Stand well to your duty, and when these clouds break away, as they surely will, the bright sunlight of peace falling upon our free, virtuous, and happy land will be a sufficient reward for the sacrifices which we are now called upon to make.
Stand well to your duty, and when these clouds break away, as they surely will, the bright sunlight of peace falling upon our free, virtuous, and happy land will be a sufficient reward for the sacrifices which we are now called upon to make.

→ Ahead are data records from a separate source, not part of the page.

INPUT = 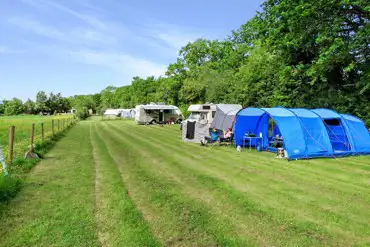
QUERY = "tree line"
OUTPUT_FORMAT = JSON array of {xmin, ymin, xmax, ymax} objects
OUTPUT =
[
  {"xmin": 1, "ymin": 0, "xmax": 370, "ymax": 125},
  {"xmin": 0, "ymin": 91, "xmax": 71, "ymax": 116}
]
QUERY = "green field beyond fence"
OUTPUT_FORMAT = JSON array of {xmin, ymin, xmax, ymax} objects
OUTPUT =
[
  {"xmin": 0, "ymin": 115, "xmax": 74, "ymax": 165},
  {"xmin": 0, "ymin": 118, "xmax": 370, "ymax": 247}
]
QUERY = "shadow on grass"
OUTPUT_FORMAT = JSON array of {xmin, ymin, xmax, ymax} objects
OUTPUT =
[{"xmin": 0, "ymin": 125, "xmax": 73, "ymax": 203}]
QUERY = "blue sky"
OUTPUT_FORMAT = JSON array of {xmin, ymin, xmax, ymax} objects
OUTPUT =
[{"xmin": 0, "ymin": 0, "xmax": 263, "ymax": 100}]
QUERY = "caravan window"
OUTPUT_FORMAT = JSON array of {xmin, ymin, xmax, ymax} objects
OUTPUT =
[
  {"xmin": 324, "ymin": 118, "xmax": 340, "ymax": 126},
  {"xmin": 189, "ymin": 112, "xmax": 200, "ymax": 120}
]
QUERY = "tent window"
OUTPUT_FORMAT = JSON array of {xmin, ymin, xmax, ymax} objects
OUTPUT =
[
  {"xmin": 324, "ymin": 118, "xmax": 340, "ymax": 126},
  {"xmin": 269, "ymin": 118, "xmax": 276, "ymax": 137}
]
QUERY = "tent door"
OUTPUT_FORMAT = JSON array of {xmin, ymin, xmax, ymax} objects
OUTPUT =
[
  {"xmin": 159, "ymin": 110, "xmax": 164, "ymax": 122},
  {"xmin": 186, "ymin": 121, "xmax": 195, "ymax": 140}
]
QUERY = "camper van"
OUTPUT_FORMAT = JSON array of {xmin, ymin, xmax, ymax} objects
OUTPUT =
[
  {"xmin": 135, "ymin": 103, "xmax": 183, "ymax": 124},
  {"xmin": 188, "ymin": 104, "xmax": 216, "ymax": 123}
]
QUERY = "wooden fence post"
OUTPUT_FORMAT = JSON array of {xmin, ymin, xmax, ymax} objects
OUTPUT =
[
  {"xmin": 51, "ymin": 119, "xmax": 54, "ymax": 137},
  {"xmin": 41, "ymin": 123, "xmax": 45, "ymax": 142},
  {"xmin": 30, "ymin": 124, "xmax": 35, "ymax": 152},
  {"xmin": 8, "ymin": 126, "xmax": 15, "ymax": 165}
]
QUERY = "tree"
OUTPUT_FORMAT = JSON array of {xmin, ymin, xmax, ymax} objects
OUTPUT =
[
  {"xmin": 23, "ymin": 99, "xmax": 37, "ymax": 114},
  {"xmin": 36, "ymin": 91, "xmax": 50, "ymax": 113},
  {"xmin": 4, "ymin": 98, "xmax": 23, "ymax": 116}
]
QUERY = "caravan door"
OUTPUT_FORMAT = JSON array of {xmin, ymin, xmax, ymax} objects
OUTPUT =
[{"xmin": 159, "ymin": 110, "xmax": 164, "ymax": 123}]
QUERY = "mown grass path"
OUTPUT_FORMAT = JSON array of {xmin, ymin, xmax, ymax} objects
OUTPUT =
[{"xmin": 0, "ymin": 118, "xmax": 370, "ymax": 246}]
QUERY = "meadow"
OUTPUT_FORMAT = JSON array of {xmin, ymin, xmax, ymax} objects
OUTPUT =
[
  {"xmin": 0, "ymin": 114, "xmax": 73, "ymax": 162},
  {"xmin": 0, "ymin": 118, "xmax": 370, "ymax": 246}
]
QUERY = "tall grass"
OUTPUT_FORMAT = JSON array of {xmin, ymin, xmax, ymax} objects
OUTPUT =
[{"xmin": 0, "ymin": 115, "xmax": 73, "ymax": 163}]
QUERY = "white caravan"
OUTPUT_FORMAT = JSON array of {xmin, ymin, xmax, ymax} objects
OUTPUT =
[
  {"xmin": 188, "ymin": 104, "xmax": 216, "ymax": 123},
  {"xmin": 135, "ymin": 103, "xmax": 183, "ymax": 124}
]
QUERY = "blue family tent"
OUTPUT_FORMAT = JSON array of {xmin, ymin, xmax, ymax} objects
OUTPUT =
[{"xmin": 234, "ymin": 107, "xmax": 370, "ymax": 159}]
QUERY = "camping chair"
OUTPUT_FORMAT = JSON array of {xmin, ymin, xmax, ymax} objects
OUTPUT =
[
  {"xmin": 201, "ymin": 128, "xmax": 220, "ymax": 145},
  {"xmin": 220, "ymin": 133, "xmax": 234, "ymax": 145}
]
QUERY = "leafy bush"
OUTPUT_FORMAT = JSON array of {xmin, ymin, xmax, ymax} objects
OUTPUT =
[
  {"xmin": 365, "ymin": 119, "xmax": 370, "ymax": 128},
  {"xmin": 0, "ymin": 175, "xmax": 23, "ymax": 202}
]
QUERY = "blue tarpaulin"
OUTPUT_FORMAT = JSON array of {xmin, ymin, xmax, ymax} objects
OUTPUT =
[{"xmin": 234, "ymin": 107, "xmax": 370, "ymax": 159}]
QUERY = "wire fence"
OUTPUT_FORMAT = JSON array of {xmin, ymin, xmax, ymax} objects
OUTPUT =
[{"xmin": 0, "ymin": 115, "xmax": 77, "ymax": 164}]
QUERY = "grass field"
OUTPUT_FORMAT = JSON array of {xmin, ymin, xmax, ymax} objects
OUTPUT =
[
  {"xmin": 0, "ymin": 119, "xmax": 370, "ymax": 246},
  {"xmin": 0, "ymin": 115, "xmax": 72, "ymax": 161}
]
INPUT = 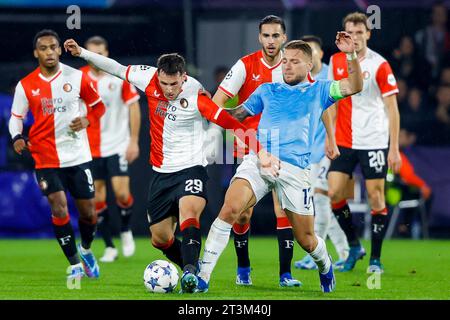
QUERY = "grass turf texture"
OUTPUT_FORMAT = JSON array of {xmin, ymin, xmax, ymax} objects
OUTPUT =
[{"xmin": 0, "ymin": 237, "xmax": 450, "ymax": 300}]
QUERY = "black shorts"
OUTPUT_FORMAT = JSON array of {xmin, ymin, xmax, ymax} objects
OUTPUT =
[
  {"xmin": 328, "ymin": 147, "xmax": 388, "ymax": 180},
  {"xmin": 147, "ymin": 166, "xmax": 208, "ymax": 225},
  {"xmin": 92, "ymin": 154, "xmax": 129, "ymax": 180},
  {"xmin": 36, "ymin": 162, "xmax": 95, "ymax": 199}
]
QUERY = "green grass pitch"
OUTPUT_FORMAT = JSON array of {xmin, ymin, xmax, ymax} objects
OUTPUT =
[{"xmin": 0, "ymin": 237, "xmax": 450, "ymax": 300}]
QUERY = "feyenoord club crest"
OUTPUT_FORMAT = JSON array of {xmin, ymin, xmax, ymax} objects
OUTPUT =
[
  {"xmin": 39, "ymin": 179, "xmax": 48, "ymax": 191},
  {"xmin": 180, "ymin": 98, "xmax": 189, "ymax": 109},
  {"xmin": 63, "ymin": 83, "xmax": 72, "ymax": 92}
]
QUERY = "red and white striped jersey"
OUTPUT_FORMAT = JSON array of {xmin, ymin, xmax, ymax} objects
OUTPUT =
[
  {"xmin": 219, "ymin": 50, "xmax": 283, "ymax": 157},
  {"xmin": 80, "ymin": 66, "xmax": 140, "ymax": 158},
  {"xmin": 328, "ymin": 49, "xmax": 398, "ymax": 150},
  {"xmin": 125, "ymin": 65, "xmax": 218, "ymax": 173},
  {"xmin": 11, "ymin": 63, "xmax": 101, "ymax": 169}
]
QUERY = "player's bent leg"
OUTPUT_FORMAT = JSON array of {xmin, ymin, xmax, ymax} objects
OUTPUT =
[
  {"xmin": 272, "ymin": 190, "xmax": 301, "ymax": 287},
  {"xmin": 150, "ymin": 216, "xmax": 183, "ymax": 270},
  {"xmin": 198, "ymin": 178, "xmax": 256, "ymax": 292},
  {"xmin": 233, "ymin": 208, "xmax": 253, "ymax": 286},
  {"xmin": 285, "ymin": 209, "xmax": 336, "ymax": 292},
  {"xmin": 47, "ymin": 191, "xmax": 84, "ymax": 278},
  {"xmin": 75, "ymin": 199, "xmax": 100, "ymax": 278},
  {"xmin": 111, "ymin": 176, "xmax": 136, "ymax": 257},
  {"xmin": 366, "ymin": 179, "xmax": 388, "ymax": 273},
  {"xmin": 179, "ymin": 195, "xmax": 206, "ymax": 293}
]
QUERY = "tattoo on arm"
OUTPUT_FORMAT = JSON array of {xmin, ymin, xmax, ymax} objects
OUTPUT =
[{"xmin": 225, "ymin": 106, "xmax": 250, "ymax": 121}]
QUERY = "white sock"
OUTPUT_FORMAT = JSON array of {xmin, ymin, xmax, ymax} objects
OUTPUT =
[
  {"xmin": 328, "ymin": 215, "xmax": 350, "ymax": 260},
  {"xmin": 314, "ymin": 193, "xmax": 333, "ymax": 239},
  {"xmin": 198, "ymin": 218, "xmax": 232, "ymax": 282},
  {"xmin": 309, "ymin": 236, "xmax": 331, "ymax": 274}
]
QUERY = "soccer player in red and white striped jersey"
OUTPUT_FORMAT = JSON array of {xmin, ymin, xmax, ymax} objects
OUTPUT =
[
  {"xmin": 9, "ymin": 30, "xmax": 105, "ymax": 278},
  {"xmin": 213, "ymin": 15, "xmax": 300, "ymax": 286},
  {"xmin": 81, "ymin": 36, "xmax": 141, "ymax": 262},
  {"xmin": 328, "ymin": 12, "xmax": 401, "ymax": 272},
  {"xmin": 64, "ymin": 39, "xmax": 279, "ymax": 292}
]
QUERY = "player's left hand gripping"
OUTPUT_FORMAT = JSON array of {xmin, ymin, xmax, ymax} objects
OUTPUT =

---A New York Times editorial offers some views of the conflict, and how perceptions have changed, especially in regard to the question of whether a democratic republic can maintain itself, and whether a self-privileged aristocracy can win wars on the basis of being “high-borne”:
Another error exploded by the war is the belief of European politicians, that the American Republic had no inherent central and saving power to preserve it from intestine discord. Against foreign Governments the Union had always proved a unit. But monarchists and imperialists never believed the bond more than a rope of sand, if it should come to be tried by internal agitation. In the growing alienation between North and South, for some years past, these Anti-Republican prophets plainly foresaw the downfall of a Power of which they had become fearful and jealous. But time has falsified their faith, and henceforth the American Union will be regarded with an interest far deeper than ever before, by the so-called “leading Powers” of the old world. It is not likely that a new convention could be called to meet in London, or near any other European Court, to decide the fate of Mexico, or any other country on this continent, to which the United States Government had not been invited to send a Commissioner, and found it agreeable to do so. . . . The boasted “chivalry” of the South, which Southerners always arrogated, and which many Northern citizens somewhat reluctantly conceded, and Europe accepted as a fact, has been dissipated as a cheat and delusion.
“Chivalry” implied many things to the Southern mind. It meant high birth, to begin with. And here the ardent imagination of the Southrons reveled in complacent pride. . . . “Blood will tell,” boasted these arrogant slaveholders. They were high born, therefore they possessed all the traits that adorn high positions — a palpable non-sequitur, as history so uniformly shows. . . .
Where has any extraordinary achievement signalized either the army or the navy of the rebels? Not at Fort Donelson, where two Generals ran away, and an army of 15,000 men surrendered without a death-struggle for escape or for victory; not at New-Orleans, where two forts, a formidable fleet and a large army succumbed, without losing one hundred men, all told; . . . not at Yorktown, where the flower and strength of the rebel army grew pale behind their gigantic defences, and fled from the approaches of MCCLELLAN.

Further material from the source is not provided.